The historical trends defy all intuition. It is easy enough to thank human ingenuity for the relatively steady price of a finite and dwindling resource and leave it at that. But there is a second part to this story: it is energy itself that begets more energy. Electrically powered robots pursue new supplies of oil at the bottom of the ocean. Electricity purifies and dopes the silicon that becomes the photovoltaic cell that generates more electricity. Lasers enrich uranium that generates more electricity that powers more lasers. Power pursues the energy that produces the power.

“Energy supply” is determined not by “what’s out there” but by how good we are at finding and extracting it. What is scarce is not raw energy but the drive and the logic that is able to locate, purify, and channel it to our own ends–the creation of still more logic paramount among them. For the first two centuries of industrial history, the powered technologies used to find and extract fuels improved faster than the horizon of supply receded. Hence our blue-whale energy economy. End users consume increasingly compact and intense forms of high-grade power, relying on suppliers to pursue and capture increasingly distant, dispersed, and dilute sources of raw fuel. The gap is forever widening, as the history of oil extraction reveals, but that doesn’t stop us–the more energy we consume, the more we capture. It’s a chain reaction, and it spirals up, not down. It is, if you will, a perpetual motion machine.

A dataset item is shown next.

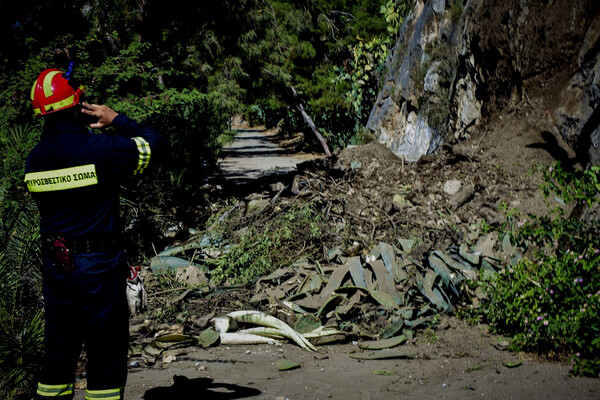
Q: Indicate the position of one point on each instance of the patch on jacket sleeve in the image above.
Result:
(62, 179)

The machine is running faster today than ever before, but it has been running for quite some time. Four billion years ago, life on Earth capture no solar energy at all, because there was no life. Life then got a foothold, and the capture and consumption of energy in the biosphere has been rising ever since. The thicker life grew on the surface of the planet, the more energy the biosphere managed to capture. And it used all that energy to create more life. Along the way it deposited huge amounts of biological debris underground. A new form of life then emerged, a scavenger capable of feeding not just on fresh carrion but on the debris itself. James Watt invented a machine to dig up the debris more efficiently–his coal-fired steam engine was designed, initially, to pump out the water that kept flooding the coal mines. In exactly the same manner, though on a far tinier scale, Enrico Fermi built the first fission reactor by using one neutron emitted by a uranium atom to kick out two neutrons from other uranium atoms nearby.

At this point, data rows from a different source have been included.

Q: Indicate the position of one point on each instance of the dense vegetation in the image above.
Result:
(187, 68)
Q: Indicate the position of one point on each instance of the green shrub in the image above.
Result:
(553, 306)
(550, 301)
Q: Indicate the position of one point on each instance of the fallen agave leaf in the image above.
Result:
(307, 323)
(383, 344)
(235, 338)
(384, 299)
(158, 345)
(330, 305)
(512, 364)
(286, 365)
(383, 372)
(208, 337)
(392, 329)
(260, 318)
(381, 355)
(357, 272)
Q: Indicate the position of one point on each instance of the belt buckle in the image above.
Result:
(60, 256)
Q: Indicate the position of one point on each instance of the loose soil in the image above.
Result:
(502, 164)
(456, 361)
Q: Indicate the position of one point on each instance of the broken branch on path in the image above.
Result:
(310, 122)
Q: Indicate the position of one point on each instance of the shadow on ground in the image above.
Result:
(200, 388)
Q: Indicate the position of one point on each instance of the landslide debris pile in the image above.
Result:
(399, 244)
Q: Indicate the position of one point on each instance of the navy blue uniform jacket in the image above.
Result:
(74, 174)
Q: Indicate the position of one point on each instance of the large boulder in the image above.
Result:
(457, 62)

None of these processes produces “perpetual motion” in the strict thermodynamic sense, of course–all of them just improve on the process of seizing energy from somewhere else. Living green plants still capture today’s solar energy about six times faster than we humans are able to dig up yesterday’s solar energy preserved in fossil fuels, but we’ll overtake the rest of nature in due course. Perhaps someday we’ll get to the point where we, too, can capture our energy directly from the sun. There’s plenty of sunlight to spare–green plants currently only capture only about one three-thousandths of the golden cascade of solar power that reaches the Earth’s surface.

But whether we catch our solar energy live, dig it up in fossilized form, or mine uranium instead is really just a detail. The one certainty is that we will extract more nergy from our environment, not less. Everything we think we know about “running out of energy” isn’t just muddled and wrong; it’s the exact opposite of the truth. The more energy we capture and put to use, the more readily we will capture still more.